Since President George W Bush's visit to Israel in May to mark the 60th anniversary of the Jewish state, there have been reports that Washington is sticking to its policy of sanctions on Iran and that, for now, Israel does not have a green light to strike at its nuclear sites.
Media reports emerged about two months ago that the US had denied an Israeli request for a weapons package that would have increased its capability of launching an attack on Iran's nuclear installations. Last month, the daily Ha'aretz reported that the security aid package included "a large number of bunker-buster bombs, permission to use an air corridor to Iran, an advanced technological system, and refueling planes".
The Guardian newspaper has quoted European officials saying that the US had turned down an Israeli request earlier this year for permission to hit at Iran's nuclear sites. The report quoted "senior European diplomatic sources" saying that "Israel gave serious thought this spring to launching a military strike on Iran's nuclear sites but was told by President George W Bush that he would not support it and did not expect to revise that view for the rest of his presidency".
The US decision, the report said, was based on the concern that Israel would not be able to sufficiently damage Iran's nuclear facilities, which are spread out and well-protected, and also that Iran's retaliation "would probably include a wave of attacks on US military and other personnel in Iraq and Afghanistan, as well as on shipping in the Persian Gulf".
Both the US and Israel believe Iran's nuclear program is aimed at producing an atomic bomb. Iran insists its nuclear endeavors are purely civilian in nature and are aimed at generating nuclear power. When quizzed about Israel's policy toward Iran, Israeli leaders often reply that all options are on the table - a clear reference to the military option.
Without US consent, says Ephraim Kam, deputy head of the Tel Aviv-based Institute for National Security Studies, it is highly unlikely that Israel would carry out an attack. But, he adds, if the US does not give Israel the green light, then they need to offer an alternative.

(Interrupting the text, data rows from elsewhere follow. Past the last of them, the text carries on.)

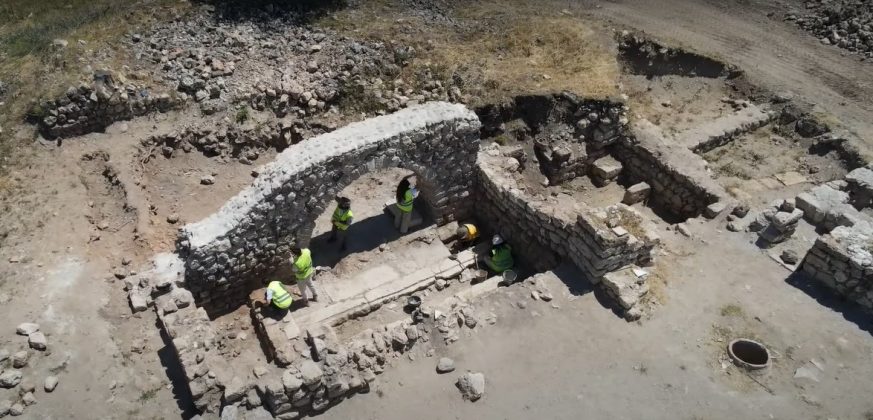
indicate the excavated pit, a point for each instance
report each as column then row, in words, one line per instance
column 749, row 354
column 640, row 55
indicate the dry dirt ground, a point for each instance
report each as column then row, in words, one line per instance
column 71, row 223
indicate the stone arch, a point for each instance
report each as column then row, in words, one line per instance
column 254, row 231
column 429, row 186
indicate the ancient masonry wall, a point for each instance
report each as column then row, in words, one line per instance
column 842, row 261
column 541, row 231
column 254, row 231
column 678, row 177
column 89, row 108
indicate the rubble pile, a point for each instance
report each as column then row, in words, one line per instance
column 17, row 370
column 93, row 106
column 847, row 24
column 309, row 68
column 777, row 223
column 842, row 260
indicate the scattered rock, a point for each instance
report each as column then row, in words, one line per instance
column 10, row 378
column 789, row 257
column 27, row 328
column 471, row 385
column 19, row 359
column 37, row 341
column 50, row 384
column 310, row 373
column 445, row 365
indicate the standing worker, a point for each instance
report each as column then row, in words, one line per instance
column 301, row 265
column 406, row 194
column 341, row 220
column 500, row 257
column 278, row 296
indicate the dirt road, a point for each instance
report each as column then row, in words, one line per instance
column 581, row 361
column 775, row 54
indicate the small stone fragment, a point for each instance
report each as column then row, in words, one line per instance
column 471, row 385
column 50, row 384
column 10, row 378
column 37, row 341
column 789, row 257
column 27, row 328
column 28, row 399
column 445, row 365
column 19, row 359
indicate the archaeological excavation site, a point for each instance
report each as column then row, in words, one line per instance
column 436, row 209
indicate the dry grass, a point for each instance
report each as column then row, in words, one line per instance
column 731, row 310
column 34, row 70
column 501, row 49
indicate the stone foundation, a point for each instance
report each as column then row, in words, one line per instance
column 595, row 240
column 255, row 230
column 89, row 108
column 677, row 176
column 842, row 261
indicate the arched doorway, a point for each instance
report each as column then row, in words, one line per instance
column 254, row 231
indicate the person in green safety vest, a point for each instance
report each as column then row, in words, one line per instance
column 341, row 220
column 499, row 259
column 277, row 296
column 301, row 265
column 405, row 195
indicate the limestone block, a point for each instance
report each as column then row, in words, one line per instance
column 636, row 193
column 606, row 168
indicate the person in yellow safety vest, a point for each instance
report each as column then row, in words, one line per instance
column 465, row 235
column 405, row 195
column 278, row 296
column 341, row 220
column 301, row 265
column 499, row 259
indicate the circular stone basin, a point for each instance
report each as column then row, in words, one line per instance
column 749, row 354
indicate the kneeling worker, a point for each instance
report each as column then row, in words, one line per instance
column 500, row 257
column 301, row 265
column 467, row 233
column 278, row 296
column 465, row 237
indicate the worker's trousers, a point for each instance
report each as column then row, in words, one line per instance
column 305, row 284
column 402, row 220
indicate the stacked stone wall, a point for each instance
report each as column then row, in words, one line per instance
column 92, row 108
column 541, row 234
column 255, row 230
column 842, row 261
column 678, row 177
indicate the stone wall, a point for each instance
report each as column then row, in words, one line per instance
column 678, row 177
column 842, row 261
column 542, row 232
column 254, row 231
column 89, row 108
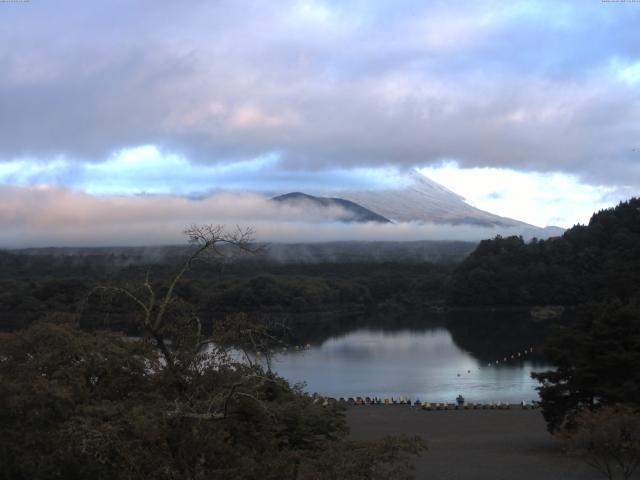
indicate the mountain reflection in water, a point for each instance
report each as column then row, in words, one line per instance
column 425, row 364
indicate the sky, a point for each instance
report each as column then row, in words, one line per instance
column 528, row 109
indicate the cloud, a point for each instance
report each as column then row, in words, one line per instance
column 46, row 216
column 523, row 85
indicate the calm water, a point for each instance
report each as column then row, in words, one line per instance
column 424, row 364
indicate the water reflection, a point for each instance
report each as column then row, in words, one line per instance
column 425, row 364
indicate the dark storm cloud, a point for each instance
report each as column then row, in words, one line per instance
column 544, row 86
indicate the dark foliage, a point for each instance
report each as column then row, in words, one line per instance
column 75, row 405
column 597, row 360
column 597, row 261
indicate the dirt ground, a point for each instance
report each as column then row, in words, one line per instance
column 474, row 444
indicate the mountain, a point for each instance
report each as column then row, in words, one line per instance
column 348, row 211
column 420, row 199
column 591, row 262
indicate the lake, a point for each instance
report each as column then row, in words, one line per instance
column 422, row 363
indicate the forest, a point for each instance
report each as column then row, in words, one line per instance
column 165, row 407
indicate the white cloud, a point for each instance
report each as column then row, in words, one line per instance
column 45, row 216
column 541, row 199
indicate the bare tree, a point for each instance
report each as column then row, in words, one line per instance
column 206, row 241
column 608, row 440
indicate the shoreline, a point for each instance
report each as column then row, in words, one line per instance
column 473, row 444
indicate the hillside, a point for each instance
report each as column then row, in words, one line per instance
column 345, row 210
column 587, row 263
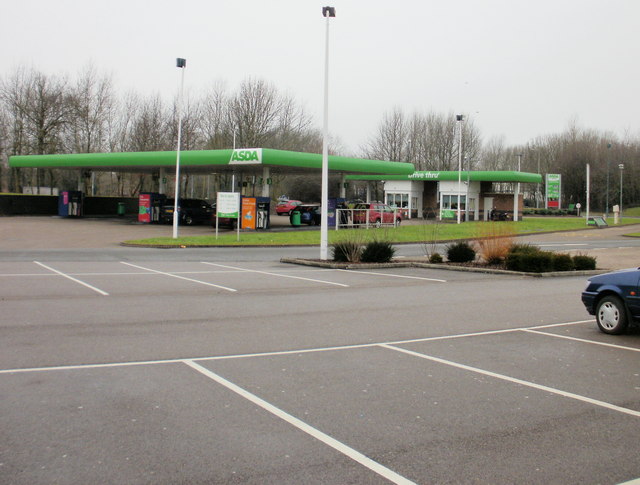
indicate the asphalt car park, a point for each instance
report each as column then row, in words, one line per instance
column 175, row 369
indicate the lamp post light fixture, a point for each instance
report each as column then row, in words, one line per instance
column 621, row 167
column 181, row 64
column 327, row 12
column 459, row 120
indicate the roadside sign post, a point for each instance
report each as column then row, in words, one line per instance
column 228, row 205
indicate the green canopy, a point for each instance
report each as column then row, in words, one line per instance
column 246, row 160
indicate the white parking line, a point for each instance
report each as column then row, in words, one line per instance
column 286, row 352
column 97, row 290
column 577, row 397
column 394, row 275
column 180, row 277
column 567, row 337
column 358, row 457
column 276, row 274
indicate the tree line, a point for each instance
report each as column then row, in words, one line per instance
column 47, row 114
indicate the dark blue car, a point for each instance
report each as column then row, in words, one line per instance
column 614, row 298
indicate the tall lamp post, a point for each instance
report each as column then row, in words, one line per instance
column 606, row 204
column 459, row 120
column 327, row 12
column 621, row 167
column 516, row 196
column 181, row 64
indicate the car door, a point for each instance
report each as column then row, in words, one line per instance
column 633, row 299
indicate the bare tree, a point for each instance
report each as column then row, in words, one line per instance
column 254, row 113
column 91, row 108
column 390, row 141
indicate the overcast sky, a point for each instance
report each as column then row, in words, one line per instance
column 519, row 68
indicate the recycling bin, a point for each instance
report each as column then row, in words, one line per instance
column 295, row 218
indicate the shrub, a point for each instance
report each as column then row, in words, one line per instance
column 346, row 252
column 523, row 249
column 538, row 262
column 582, row 262
column 460, row 252
column 494, row 241
column 377, row 252
column 563, row 262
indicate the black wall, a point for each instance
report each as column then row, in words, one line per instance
column 43, row 205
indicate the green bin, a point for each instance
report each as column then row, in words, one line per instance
column 295, row 218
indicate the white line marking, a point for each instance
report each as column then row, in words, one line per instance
column 280, row 352
column 393, row 275
column 90, row 366
column 594, row 342
column 562, row 244
column 302, row 426
column 97, row 290
column 631, row 482
column 276, row 274
column 514, row 380
column 180, row 277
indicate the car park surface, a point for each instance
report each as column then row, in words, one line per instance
column 221, row 365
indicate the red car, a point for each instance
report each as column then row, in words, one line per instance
column 286, row 207
column 378, row 214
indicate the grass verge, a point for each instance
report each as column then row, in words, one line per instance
column 403, row 234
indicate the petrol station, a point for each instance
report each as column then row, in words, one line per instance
column 419, row 194
column 257, row 163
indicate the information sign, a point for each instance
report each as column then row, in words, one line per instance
column 228, row 204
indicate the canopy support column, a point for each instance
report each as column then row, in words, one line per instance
column 265, row 182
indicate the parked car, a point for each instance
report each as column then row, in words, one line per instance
column 192, row 211
column 378, row 214
column 309, row 214
column 614, row 298
column 285, row 207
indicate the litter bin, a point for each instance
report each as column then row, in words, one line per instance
column 295, row 218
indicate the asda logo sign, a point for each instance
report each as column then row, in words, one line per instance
column 246, row 156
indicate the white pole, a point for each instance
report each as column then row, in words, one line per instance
column 233, row 174
column 588, row 191
column 516, row 195
column 459, row 163
column 324, row 203
column 182, row 65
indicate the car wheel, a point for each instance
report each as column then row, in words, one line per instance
column 611, row 315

"Some have mentioned the possibility of a [US-Israel] defense treaty," he told Inter Press Service. "We need a clear-cut statement saying that any nuclear attack on Israel will be considered an attack on the US. That America would respond with nuclear weapons against Iran. This would be an important deterrent."

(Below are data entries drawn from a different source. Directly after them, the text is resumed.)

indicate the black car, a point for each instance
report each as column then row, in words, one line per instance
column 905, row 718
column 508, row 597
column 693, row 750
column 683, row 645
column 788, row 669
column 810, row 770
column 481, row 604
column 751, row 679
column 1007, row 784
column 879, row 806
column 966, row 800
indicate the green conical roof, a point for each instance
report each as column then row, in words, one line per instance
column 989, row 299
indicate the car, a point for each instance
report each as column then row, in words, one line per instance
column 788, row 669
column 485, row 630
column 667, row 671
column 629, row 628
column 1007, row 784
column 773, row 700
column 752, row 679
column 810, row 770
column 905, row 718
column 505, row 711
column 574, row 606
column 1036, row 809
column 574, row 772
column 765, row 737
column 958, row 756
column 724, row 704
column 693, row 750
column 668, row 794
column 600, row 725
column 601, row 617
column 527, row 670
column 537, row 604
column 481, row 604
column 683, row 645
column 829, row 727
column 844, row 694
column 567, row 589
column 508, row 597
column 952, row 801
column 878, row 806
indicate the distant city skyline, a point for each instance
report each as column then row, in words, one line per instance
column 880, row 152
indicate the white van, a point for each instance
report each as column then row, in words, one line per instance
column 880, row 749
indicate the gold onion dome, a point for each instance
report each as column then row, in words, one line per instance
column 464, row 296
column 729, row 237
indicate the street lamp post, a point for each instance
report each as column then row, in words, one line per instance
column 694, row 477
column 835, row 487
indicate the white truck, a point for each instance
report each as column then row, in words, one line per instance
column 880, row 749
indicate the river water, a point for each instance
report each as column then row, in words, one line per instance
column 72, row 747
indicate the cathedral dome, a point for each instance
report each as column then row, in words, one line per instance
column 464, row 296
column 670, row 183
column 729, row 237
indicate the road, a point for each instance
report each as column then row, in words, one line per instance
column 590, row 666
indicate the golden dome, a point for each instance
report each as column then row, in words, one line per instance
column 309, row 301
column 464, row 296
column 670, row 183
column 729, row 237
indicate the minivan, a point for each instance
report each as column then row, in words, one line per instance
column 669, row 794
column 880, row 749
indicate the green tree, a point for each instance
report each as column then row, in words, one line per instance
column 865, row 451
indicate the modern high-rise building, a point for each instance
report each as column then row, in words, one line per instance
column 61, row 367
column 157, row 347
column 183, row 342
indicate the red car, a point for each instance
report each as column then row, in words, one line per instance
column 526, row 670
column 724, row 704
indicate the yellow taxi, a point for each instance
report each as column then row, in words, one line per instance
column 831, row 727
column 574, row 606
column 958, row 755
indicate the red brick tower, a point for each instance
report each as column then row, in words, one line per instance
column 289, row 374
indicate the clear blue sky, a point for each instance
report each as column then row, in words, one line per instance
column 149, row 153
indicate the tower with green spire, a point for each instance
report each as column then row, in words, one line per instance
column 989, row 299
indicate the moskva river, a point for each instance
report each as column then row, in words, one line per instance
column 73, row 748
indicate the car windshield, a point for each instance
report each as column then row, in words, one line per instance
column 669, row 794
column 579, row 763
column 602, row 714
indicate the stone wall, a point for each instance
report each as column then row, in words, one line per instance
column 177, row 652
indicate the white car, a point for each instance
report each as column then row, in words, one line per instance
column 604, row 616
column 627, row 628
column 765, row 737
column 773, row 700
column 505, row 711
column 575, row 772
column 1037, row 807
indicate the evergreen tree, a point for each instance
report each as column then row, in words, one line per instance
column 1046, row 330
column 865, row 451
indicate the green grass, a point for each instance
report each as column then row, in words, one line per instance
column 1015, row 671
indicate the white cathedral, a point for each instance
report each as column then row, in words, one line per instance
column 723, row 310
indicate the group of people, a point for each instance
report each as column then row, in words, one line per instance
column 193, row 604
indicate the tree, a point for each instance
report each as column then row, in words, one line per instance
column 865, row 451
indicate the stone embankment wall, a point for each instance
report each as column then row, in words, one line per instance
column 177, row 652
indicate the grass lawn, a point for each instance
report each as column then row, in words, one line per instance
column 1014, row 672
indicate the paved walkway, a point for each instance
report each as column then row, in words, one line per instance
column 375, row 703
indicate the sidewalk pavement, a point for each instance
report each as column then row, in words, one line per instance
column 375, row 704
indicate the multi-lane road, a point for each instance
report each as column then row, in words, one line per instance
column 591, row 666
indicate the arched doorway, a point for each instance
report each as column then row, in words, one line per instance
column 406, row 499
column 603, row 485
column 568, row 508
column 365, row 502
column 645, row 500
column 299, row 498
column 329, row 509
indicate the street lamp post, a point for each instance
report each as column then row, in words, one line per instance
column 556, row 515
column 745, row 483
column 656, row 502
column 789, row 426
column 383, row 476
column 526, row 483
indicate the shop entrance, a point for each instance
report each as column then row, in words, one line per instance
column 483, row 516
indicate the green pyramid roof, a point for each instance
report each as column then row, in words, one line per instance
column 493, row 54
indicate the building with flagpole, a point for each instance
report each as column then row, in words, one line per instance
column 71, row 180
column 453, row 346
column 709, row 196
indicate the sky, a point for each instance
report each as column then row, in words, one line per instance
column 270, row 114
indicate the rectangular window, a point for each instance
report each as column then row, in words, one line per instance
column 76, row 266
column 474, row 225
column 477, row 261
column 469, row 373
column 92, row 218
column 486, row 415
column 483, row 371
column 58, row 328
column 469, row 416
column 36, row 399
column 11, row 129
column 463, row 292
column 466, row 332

There has been much speculation over the point at which Iran will go nuclear. Earlier this week, David Kay, who was in charge of the US team that searched for weapons of mass destruction in Iraq, said Iran was two to five years away from being able to produce an atomic bomb.

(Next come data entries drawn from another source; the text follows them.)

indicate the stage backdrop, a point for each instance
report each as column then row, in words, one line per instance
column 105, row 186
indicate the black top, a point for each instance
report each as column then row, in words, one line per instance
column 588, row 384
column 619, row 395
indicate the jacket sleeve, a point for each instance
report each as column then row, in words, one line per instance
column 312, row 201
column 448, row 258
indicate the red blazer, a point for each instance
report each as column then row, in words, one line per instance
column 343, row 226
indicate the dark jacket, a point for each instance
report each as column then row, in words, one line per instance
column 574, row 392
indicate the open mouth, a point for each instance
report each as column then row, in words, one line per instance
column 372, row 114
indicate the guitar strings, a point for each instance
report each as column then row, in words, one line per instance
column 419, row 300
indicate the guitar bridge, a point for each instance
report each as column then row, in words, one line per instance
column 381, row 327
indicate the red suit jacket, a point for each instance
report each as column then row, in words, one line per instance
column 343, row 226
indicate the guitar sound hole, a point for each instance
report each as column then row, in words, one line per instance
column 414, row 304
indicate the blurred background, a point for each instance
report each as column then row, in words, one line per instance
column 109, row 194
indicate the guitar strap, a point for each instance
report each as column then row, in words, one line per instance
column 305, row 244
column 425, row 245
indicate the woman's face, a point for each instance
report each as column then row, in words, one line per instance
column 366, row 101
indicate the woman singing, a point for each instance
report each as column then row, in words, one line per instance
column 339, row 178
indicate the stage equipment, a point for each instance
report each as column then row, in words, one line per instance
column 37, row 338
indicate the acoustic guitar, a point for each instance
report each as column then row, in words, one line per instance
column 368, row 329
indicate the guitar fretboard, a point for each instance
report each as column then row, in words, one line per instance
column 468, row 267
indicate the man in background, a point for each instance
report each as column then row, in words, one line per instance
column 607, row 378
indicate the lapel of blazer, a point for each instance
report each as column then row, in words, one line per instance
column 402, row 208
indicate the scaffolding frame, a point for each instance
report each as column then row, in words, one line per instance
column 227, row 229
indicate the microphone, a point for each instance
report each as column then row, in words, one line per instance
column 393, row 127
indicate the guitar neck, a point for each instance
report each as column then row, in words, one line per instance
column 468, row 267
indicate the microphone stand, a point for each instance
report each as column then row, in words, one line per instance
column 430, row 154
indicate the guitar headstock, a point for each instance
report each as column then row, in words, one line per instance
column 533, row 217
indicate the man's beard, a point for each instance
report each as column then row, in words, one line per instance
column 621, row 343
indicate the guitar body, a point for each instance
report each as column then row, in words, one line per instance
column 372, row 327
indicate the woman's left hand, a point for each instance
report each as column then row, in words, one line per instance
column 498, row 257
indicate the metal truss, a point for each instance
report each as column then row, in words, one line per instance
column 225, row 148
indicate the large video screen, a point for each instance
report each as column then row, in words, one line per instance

According to Kam, who served as a colonel in the Research Division of Israel's Military Intelligence, the assessment of when exactly Iran will go nuclear is "moving all the time". He puts this down to a combination of a "lack of intelligence and maybe the Iranian timetable changing because they are meeting many technological difficulties".
But in considering the timetable for a possible attack by Israel, there are other considerations besides when exactly Iran will reach the nuclear tipping point - like whether the Iranians will receive an advanced air defense system they have requested from the Russians. The delivery date of such a system could factor into Israel's timetable, if it were to carry out an attack. "This would make it much more difficult and costly to attack those [nuclear] sites," says Kam, referring to the Russian anti-aircraft missile system.
Kam does not rule out the possibility that ultimately Israel will have to face the reality of living with a nuclear Iran. If that happens, he says, "we will be living under a much more severe threat ... But will Iran use the bomb against Israel? Logically, it won't".
Israel is reported to have a second-strike capability. Millions of Iranians, says Kam, could be killed in an Israeli counter-strike. This potential for massive devastation would not be lost "even on a fundamentalist regime like Iran", he says.
But, he adds, there are no guarantees. "My concern is that we don't have any dialogue with Iran. When you have two nuclear actors who don't talk to each other, there can be a miscalculation. This is a recipe for deterioration. For uncontrolled escalation."